Satu Hari Beroperasi, 71 Pasien Positif Corona Dirawat di Wisma Atlet
Presiden Joko Widodo melihat kesiapan fasilitas perawatan di Wisma Atlet Kemayoran yang dijadikan sebagai RS Darurat Penanganan Covid-19, Senin (23/3/2020) ( Foto: Antara/Hafidz Mubarak/POOL )
Ari Supriyanti Rikin / IDS Selasa, 24 Maret 2020 | 16:54 WIB

Jakarta, Beritasatu.com - Setelah resmi beroperasi pada Senin (23/3/2020) sore, hingga hari ini, Selasa (24/3/2020) sudah ada 102 kunjungan pasien corona (Covid-19) ke rumah sakit darurat di Wisma Atlet Kemayoran, Jakarta. Dari jumlah itu, 71 orang langsung dirawat dan 31 orang tidak dirawat karena secara umum kondisinya ringan. Mereka lalu diminta mengisolasi diri di rumah.
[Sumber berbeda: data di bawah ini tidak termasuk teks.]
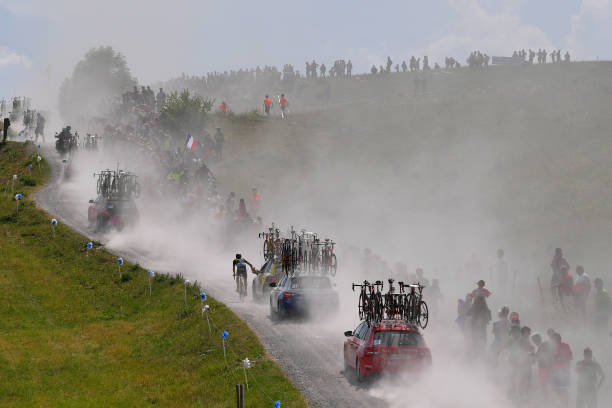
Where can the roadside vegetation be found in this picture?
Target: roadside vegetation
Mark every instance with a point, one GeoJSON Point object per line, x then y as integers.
{"type": "Point", "coordinates": [73, 333]}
Ketua Gugus Percepatan Penanganan COVID-19 Letjen TNI Doni Monardo mengatakan, berdasarkan UU No 6 Tahun 2018 tentang Kekarantinaan Kesehatan, ada sejumlah tahapan dalam proses tersebut. Isolasi diri merupakan tahap pertama dan akan efektif jika diimplementasikan. Pada kasus ini, seseorang hanya mengalami keluhan ringan bahkan tanpa keluhan. Bahkan katanya, kasus gejala ringan atau tanpa gejala ini hampir 80 persen dari kasus yang ada.

"Dengan isolasi di rumah sudah cukup bagus dan efektif. Hal ini perlu didorong sehingga tidak menjadi beban perawatan di rumah sakit," kata Doni dalam telekonferensi dari Kantor BNPB, Jakarta, Selasa (24/3/2020).

Jika seseorang terdeteksi positif dan ada keluhan sedang dan memiliki penyakit penyerta, maka ia bisa dirujuk ke rumah sakit darurat Wisma Atlet sebagai barrier awal untuk mengurangi beban rumah sakit rujukan.

Jika ada kondisi berat, pasien positif dirujuk ke rumah sakit rujukan yang ditentukan seperti RSPI Sulianti Suroso dan Rumah Sakit Persahabatan.

"Tidak semua kasus masuk ke rumah sakit. Ini sejalan dengan kita masif melakukan penelusuran kontak. Kondisi ini untuk mempercepat pemutusan rantai penularan di masyarakat," ucapnya.

Ia pun mengingatkan hal terpenting yang harus dilakukan masyarakat adalah menjaga jarak fisik. Hal ini sangat efektif memutuskan rantai penularan virus corona.